Bachmann’s competitive advantage in almost any other leadership race would be her constitutional conservative, tea party bona fides. But Hensarling’s record in office cuts this advantage down significantly. Although Bachmann is better known nationally, Hensarling’s voting record is actually slightly more conservative by some measures. The National Taxpayers Union, Citizens Against Government Waste and the U.S. Chamber of Commerce have all rated Hensarling higher than Bachmann in their rankings for 2009.
‘Establishment’ Republicans are backing Rep. Jeb Hensarling: influential members Eric Cantor, Paul Ryan and Jason Chaffetz have all declared their support for him. This, combined with the tea party votes that can be siphoned off by the argument that Hensarling is more conservative, means that a Bachmann win is unlikely.
One Republican strategist told FrumForum that the big unknown is how incoming freshmen will vote, especially since so many of them have been elected on anti-establishment, tea party candidacies. Bachmann told Politico today that she has the support of incoming freshman Chip Cravaack, for example.
Let’s say that Bachmann gets almost all of the existing members of the tea party caucus to back her – about forty-five votes. Where do the other seventy-five votes come from? If she gets half of incoming freshmen, she’s still forty-five votes short.
One senior Republican aide tells FrumForum that Rep. Jeb Hensarling is rumored to have a list of one hundred votes committed to him already. Hensarling’s staff has not yet responded to a request for comment, and FrumForum has not been able to independently verify it. However, if this were true, this would mean that nearly every undecided congressman would need to break for Bachmann – a tall order indeed.
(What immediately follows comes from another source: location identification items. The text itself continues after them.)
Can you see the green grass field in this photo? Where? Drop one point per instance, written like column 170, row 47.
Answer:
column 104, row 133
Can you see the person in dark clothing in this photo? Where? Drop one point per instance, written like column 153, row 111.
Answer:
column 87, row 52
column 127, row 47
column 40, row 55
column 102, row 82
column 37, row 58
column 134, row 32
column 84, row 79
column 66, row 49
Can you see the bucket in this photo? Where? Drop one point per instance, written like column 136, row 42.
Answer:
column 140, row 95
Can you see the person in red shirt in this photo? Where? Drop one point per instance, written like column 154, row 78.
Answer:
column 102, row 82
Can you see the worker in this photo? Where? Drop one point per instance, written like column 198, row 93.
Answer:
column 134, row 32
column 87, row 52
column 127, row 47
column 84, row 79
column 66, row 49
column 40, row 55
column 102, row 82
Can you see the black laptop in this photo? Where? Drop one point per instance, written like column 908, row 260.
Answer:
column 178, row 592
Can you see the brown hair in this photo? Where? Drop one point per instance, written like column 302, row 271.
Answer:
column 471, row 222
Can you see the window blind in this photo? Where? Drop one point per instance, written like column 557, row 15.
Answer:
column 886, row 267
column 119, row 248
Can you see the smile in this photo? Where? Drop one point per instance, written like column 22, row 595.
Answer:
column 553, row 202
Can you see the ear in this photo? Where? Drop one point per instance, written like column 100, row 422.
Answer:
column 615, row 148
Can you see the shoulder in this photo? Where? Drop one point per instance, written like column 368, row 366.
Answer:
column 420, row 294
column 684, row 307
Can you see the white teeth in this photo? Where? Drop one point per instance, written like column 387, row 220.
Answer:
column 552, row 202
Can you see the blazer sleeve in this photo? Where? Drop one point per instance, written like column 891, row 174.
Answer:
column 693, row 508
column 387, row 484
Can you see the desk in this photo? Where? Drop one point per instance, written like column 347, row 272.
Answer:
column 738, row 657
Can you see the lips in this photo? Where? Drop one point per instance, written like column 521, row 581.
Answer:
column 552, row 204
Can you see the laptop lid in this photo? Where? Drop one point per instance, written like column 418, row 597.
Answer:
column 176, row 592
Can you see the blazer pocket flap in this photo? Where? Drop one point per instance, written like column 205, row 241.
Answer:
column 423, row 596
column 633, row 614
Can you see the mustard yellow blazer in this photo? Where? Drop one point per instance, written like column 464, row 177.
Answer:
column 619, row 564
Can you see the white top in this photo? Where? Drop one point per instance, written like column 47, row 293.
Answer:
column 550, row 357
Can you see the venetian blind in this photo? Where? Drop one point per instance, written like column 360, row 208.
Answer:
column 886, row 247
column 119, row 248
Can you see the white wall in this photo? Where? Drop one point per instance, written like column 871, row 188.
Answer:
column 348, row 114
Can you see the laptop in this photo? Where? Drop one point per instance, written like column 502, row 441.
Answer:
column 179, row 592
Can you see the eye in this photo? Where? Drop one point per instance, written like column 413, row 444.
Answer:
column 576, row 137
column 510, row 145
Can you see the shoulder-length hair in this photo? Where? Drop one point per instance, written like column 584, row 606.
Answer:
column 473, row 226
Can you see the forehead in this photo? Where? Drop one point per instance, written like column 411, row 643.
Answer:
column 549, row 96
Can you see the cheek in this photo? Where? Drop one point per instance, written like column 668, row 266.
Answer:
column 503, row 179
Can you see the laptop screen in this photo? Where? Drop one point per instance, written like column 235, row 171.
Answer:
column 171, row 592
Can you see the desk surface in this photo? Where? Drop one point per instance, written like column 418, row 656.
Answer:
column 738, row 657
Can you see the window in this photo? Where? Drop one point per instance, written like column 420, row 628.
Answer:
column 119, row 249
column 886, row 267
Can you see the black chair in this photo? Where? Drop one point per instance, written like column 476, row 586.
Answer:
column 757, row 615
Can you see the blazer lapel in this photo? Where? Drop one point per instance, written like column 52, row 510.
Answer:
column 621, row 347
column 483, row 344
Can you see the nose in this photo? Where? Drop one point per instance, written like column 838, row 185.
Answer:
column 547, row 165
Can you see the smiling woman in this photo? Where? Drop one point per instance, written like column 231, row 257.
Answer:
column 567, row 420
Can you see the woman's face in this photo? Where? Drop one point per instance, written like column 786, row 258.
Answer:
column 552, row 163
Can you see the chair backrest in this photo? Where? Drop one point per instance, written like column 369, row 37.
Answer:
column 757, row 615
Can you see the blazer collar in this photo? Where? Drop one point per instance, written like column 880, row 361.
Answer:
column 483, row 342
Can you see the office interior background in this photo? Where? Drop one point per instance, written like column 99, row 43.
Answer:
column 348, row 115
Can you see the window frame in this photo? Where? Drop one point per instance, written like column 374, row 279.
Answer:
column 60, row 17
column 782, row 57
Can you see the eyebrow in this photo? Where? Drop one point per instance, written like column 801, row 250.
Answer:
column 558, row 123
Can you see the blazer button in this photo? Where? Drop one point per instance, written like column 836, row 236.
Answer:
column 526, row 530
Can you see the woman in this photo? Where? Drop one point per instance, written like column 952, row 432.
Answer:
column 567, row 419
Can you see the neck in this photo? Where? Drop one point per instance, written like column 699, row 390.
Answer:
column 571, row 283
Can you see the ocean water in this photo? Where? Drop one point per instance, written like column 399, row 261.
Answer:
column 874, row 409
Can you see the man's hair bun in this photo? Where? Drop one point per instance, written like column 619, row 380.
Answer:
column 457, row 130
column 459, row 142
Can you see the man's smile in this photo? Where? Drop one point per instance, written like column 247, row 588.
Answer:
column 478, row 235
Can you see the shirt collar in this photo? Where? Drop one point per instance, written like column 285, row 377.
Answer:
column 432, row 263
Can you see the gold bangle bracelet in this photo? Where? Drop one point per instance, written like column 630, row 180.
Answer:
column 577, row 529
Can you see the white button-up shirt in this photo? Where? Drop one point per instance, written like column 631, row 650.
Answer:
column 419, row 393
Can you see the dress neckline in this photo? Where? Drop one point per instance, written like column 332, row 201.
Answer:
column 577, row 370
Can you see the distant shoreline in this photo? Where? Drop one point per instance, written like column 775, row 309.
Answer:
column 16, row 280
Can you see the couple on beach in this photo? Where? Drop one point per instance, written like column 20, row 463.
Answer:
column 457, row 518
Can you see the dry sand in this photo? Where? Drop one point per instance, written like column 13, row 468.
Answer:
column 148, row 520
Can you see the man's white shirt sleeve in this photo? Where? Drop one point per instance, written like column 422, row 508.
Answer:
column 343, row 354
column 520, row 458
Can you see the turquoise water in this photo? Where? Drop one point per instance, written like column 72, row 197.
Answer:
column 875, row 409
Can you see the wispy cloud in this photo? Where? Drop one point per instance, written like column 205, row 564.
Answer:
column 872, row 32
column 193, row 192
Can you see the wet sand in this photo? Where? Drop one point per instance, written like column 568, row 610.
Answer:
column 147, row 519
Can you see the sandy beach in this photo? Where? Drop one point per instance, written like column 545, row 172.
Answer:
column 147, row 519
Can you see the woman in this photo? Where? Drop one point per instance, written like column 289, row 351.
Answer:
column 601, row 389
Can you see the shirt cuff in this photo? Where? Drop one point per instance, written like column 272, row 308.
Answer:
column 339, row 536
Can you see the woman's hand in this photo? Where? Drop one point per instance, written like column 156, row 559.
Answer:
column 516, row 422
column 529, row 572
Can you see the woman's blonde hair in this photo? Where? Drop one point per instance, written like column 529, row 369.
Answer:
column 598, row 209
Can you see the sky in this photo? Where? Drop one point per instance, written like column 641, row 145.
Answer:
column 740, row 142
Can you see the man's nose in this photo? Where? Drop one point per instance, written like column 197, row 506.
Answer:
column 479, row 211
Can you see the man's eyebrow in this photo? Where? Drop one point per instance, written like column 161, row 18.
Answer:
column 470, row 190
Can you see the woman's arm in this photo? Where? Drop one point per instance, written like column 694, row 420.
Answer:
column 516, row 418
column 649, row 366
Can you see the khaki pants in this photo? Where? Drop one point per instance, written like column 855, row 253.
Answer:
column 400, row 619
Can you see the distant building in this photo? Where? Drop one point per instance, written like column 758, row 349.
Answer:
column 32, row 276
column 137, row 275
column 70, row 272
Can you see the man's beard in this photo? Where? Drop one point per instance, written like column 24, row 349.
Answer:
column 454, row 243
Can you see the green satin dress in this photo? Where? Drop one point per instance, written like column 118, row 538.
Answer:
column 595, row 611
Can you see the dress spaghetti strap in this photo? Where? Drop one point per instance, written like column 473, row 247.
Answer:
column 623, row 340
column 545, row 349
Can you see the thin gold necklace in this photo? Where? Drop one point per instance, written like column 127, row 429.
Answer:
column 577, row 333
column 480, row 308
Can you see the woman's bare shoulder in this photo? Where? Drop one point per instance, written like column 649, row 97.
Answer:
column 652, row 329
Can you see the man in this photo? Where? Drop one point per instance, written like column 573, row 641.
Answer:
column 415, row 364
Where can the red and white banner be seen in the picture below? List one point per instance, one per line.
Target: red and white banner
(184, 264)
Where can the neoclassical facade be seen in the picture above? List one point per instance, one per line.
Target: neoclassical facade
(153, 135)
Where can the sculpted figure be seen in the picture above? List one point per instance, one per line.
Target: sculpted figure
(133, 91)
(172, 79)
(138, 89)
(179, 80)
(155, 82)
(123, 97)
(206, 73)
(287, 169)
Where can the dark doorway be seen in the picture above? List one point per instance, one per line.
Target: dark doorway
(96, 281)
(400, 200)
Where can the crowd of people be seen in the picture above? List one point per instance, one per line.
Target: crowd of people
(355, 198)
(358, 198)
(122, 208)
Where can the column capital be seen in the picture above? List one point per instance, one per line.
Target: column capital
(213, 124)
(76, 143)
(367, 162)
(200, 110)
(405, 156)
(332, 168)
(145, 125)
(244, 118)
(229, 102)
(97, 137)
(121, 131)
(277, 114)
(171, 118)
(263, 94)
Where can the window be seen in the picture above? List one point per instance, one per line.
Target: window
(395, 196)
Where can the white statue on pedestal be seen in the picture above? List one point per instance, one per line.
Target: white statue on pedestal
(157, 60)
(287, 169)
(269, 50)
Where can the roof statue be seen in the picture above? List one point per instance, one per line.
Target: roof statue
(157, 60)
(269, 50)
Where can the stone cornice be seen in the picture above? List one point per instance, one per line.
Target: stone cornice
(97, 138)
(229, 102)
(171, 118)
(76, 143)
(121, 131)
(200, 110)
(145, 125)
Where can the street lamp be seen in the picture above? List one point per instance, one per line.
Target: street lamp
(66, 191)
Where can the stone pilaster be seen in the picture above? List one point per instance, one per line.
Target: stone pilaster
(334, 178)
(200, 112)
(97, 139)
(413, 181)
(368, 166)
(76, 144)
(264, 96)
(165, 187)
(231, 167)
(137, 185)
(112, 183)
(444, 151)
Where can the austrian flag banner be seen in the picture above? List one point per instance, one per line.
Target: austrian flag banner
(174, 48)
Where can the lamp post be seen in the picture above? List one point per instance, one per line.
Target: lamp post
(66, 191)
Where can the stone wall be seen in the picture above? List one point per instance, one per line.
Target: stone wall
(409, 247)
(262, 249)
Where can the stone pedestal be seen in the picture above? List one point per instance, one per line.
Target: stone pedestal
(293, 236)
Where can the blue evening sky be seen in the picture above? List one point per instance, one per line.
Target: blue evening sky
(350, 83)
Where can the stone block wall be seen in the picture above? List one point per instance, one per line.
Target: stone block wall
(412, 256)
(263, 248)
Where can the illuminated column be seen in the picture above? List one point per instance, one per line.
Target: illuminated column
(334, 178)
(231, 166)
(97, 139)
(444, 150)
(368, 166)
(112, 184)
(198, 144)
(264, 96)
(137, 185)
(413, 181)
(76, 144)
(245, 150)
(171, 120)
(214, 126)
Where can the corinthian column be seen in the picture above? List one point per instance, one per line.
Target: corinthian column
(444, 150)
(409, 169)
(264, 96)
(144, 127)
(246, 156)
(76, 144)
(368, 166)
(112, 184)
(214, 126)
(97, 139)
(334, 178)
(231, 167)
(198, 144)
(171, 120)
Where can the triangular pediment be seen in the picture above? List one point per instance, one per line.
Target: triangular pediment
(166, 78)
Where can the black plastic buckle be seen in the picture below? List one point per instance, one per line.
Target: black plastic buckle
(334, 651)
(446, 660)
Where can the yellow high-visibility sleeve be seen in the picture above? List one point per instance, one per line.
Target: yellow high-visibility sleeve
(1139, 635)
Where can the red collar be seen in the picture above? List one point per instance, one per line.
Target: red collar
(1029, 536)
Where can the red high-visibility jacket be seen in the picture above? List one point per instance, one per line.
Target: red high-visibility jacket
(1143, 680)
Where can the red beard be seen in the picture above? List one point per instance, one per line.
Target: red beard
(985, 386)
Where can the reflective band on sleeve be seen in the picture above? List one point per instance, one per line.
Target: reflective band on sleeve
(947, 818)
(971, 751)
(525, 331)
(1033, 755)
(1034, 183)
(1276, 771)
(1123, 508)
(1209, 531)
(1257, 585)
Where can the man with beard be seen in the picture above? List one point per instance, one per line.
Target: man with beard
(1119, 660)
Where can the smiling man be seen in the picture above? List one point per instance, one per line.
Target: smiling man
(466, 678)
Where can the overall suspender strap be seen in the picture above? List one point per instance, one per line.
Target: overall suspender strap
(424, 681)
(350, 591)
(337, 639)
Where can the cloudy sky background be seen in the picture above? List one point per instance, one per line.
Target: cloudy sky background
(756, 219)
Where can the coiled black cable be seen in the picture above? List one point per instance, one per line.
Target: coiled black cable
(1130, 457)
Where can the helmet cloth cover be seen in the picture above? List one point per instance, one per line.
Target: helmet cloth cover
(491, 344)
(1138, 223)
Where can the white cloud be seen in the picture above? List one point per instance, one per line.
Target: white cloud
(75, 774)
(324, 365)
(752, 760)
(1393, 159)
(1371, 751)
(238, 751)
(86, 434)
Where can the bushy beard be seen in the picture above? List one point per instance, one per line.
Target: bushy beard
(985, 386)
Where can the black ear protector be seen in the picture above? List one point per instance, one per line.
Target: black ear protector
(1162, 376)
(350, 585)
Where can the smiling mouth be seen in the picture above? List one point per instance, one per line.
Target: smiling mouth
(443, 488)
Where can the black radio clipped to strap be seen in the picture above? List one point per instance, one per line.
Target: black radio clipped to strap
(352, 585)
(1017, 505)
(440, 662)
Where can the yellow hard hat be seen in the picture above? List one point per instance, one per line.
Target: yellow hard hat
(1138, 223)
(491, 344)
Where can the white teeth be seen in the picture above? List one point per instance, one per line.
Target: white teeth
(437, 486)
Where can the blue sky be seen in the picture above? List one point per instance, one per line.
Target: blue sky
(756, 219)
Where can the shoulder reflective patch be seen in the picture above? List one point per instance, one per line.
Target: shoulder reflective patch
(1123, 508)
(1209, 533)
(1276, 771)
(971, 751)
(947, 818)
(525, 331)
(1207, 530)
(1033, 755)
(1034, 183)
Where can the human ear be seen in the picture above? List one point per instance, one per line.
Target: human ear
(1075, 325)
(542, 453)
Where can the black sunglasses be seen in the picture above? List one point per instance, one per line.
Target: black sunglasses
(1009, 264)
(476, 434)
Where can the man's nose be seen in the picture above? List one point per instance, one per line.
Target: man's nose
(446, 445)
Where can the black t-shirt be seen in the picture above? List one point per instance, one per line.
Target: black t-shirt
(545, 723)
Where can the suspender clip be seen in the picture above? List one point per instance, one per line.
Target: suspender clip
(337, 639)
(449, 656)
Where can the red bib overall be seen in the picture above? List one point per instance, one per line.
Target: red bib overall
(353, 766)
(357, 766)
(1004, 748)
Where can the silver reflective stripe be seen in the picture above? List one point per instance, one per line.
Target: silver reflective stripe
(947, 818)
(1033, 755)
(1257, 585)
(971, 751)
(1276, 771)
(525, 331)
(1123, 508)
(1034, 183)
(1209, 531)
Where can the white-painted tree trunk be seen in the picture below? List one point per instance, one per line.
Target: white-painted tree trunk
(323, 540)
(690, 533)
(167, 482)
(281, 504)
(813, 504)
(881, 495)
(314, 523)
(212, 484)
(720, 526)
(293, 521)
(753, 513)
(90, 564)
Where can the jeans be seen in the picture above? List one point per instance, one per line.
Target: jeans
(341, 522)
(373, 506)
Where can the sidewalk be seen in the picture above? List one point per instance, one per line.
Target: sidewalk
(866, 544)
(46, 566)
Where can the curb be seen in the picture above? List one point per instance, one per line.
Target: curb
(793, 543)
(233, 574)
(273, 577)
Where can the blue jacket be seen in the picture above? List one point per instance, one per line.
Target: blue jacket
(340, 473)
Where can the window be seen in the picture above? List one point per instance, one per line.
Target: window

On the other hand, it is possible that the Conference Chair vote expected to happen on November 17th may not happen at all. There is some talk on the Hill of a compromise that would see Bachmann being offered the position of NRCC Vice-Chair, a position that would allow the congresswoman to help incoming tea party freshmen acclimatize to the Hill and plan for re-election in 2012.
Bachmann’s best option at this point may be to work for this sort of compromise. With tea partiers like Pence and Broun already breaking for Hensarling, it looks like she won’t be able to garner the level of support within her core constituency that she needs to win the battle for Conference Chair – the numbers just don’t add up.